Pengemis pada masa Rasulullah tidak memakai jaringan mafia.
Keberadaan pengemis di sejumlah kota besar di Indonesia saat ini amat berbeda dengan yang ada pada zaman Nabi Muhammad SAW.
“Zaman Nabi ada peminta-minta, tapi bukan pengemis yang mangkal di pinggir jalan,” kata Direktur Rumah Fikih Indonesia (RFI), Ustaz Ahmad Sarwat, kepada Republika.co.id, Kamis (10/10).
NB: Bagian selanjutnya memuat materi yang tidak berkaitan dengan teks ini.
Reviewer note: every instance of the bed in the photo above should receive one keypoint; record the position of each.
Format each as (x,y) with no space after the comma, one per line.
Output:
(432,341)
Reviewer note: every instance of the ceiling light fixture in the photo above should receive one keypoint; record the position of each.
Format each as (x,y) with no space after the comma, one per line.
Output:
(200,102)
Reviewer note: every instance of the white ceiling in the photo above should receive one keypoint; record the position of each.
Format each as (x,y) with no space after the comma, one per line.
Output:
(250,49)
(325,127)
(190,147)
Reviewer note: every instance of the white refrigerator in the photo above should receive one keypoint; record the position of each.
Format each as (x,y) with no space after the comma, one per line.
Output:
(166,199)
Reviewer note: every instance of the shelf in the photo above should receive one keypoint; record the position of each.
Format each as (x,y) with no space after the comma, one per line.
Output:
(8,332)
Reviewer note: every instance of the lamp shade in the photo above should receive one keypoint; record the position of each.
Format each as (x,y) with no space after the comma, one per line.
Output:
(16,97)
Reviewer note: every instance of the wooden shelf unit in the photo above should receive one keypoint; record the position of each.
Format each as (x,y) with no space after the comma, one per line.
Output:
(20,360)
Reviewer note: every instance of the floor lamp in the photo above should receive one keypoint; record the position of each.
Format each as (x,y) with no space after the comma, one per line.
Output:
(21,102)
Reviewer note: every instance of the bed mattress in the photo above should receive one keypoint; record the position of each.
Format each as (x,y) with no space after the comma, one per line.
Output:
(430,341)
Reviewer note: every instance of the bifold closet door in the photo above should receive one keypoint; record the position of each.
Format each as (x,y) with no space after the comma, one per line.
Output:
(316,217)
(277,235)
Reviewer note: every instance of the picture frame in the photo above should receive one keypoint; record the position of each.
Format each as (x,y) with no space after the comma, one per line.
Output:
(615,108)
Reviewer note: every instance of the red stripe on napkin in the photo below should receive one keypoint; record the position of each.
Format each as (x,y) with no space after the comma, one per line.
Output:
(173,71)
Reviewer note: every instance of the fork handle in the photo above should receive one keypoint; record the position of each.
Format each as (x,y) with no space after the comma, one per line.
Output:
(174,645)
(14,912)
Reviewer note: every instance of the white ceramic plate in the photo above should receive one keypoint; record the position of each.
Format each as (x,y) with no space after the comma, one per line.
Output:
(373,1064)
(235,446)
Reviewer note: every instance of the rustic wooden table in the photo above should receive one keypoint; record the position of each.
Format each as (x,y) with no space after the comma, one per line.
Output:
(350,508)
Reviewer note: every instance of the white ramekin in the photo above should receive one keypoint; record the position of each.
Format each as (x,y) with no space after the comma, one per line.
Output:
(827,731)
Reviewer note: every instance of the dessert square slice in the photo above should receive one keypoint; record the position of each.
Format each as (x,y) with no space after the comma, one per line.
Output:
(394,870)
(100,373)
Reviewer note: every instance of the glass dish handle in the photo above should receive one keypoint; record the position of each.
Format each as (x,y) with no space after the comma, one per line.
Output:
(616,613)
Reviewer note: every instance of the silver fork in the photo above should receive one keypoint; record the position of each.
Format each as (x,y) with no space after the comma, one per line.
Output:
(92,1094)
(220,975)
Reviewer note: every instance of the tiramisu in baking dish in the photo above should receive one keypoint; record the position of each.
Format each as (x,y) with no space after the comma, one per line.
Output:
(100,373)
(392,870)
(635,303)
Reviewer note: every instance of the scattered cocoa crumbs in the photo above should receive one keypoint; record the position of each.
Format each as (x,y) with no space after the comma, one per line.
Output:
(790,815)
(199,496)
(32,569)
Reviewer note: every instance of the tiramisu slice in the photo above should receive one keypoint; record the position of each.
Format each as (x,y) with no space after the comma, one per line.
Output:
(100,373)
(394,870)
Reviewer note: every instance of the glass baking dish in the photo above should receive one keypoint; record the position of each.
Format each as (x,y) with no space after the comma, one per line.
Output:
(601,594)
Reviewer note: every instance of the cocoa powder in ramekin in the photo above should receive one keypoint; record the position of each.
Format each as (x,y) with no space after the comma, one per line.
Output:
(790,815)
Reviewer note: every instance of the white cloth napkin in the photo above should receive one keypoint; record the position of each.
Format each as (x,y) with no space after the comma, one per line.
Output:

Keberadaan para pengemis di zaman nabi, kata Ustaz Sarwar, bisa ditusuri dari sejumlah ayat Alquran. Seperti dalam surah al-Baqarah ayat 177 yang menyebutkan kata wassaailiina (والسائلين) yang berarti orang yang meminta-minta.
“Demikian juga dalam surat adh-Dhuha ayat 10, wa ammas-saaila fala tanhar
(وأما السآئل فلا تنهر). Dan kepada orang yang meminta-minta, janganlah kamu menghardiknya,” kata Ustaz Sarwat.
Meski pengemis sudah eksis sejak zaman Nabi, tapi Ustaz Sarwat menekankan bahwa terdapat perbedaan mencolok dengan pengemis yang jamak ditemui di kota-kota besar pada saat ini.
Pengemis pada masa itu tidak meminta secara terang-terangan. Mereka setidaknya masih memiki harga diri jika dibandingkan dengan pengemis di Indonesia, terutama di DKI Jakarta.
“Kalau disini kan sudah jadi semacam pekerjaan tersendiri, ada jaringannya, ada bandarnya, ada setorannya,” ungkap Ustaz Sarwat.
Para pengemis di Jakarta, lanjut dia, melakukan pekerjaanya yang terorganisir itu dengan memanfaatkan ketidaktahuan orang, memainkan rasa iba, haru, dan kasihan. “Padahal boleh jadi itu sebuah jaringan mafia,” ucapnya.
Untuk itu, dia berharap agar umat Islam tidak terkecoh dengan para pengemis semacam itu. Walaupun tidak ada larangan dalam Islam untuk memberi kepada pengemis, tapi jika memberikan sedekah atau infak kepada jaringan pengemis tentu tidaklah tepat.
“Di masa Nabi dan di Alquran ada perintah memberi kepada peminta-minta, tapi bukan jaringan pengemis macam di Peraturan Daerah (Perda) DKI Jakarta itu. Keduanya harus dibedakan karena memang tidak sama,” ucap Ustaz Sarwat.
Adapun Perda DKI Jakarta yang dimaksudkan Ustaz Sarwat adalah Perda DKI Jakarta Nomor 8 Tahun 2007 tentang Ketertiban Umum. Perda ini dalam Pasal 40 memang melarang orang untuk menjadi pengemis ataupun memberi uang dan barang kepada pengemis. Selain itu, masih pada pasal yang sama, juga disebutkan bahwa dilarang menyuruh orang lain untuk menajdi pengemis.
Untuk itu, dia berharap agar semua pihak mendukung upaya pemberantasan jaringan mafia yang ada di Jakarta sesuai dengan acuan dalam Perda tersebut. Terlebih lagi, Perda itu juga telah mengatur sanksi bagi orang yang menjadi, menyuruh ataupun memberi kepada pengemis. Yakni berupa sanksi pidana, atau denda.
“Nah dalam pandangan syariah, perda itu adalah ketentuan yang harus diterima, karena bagian dari ketaatan kita kepada pemimpin,” kata Ustaz Sarwat.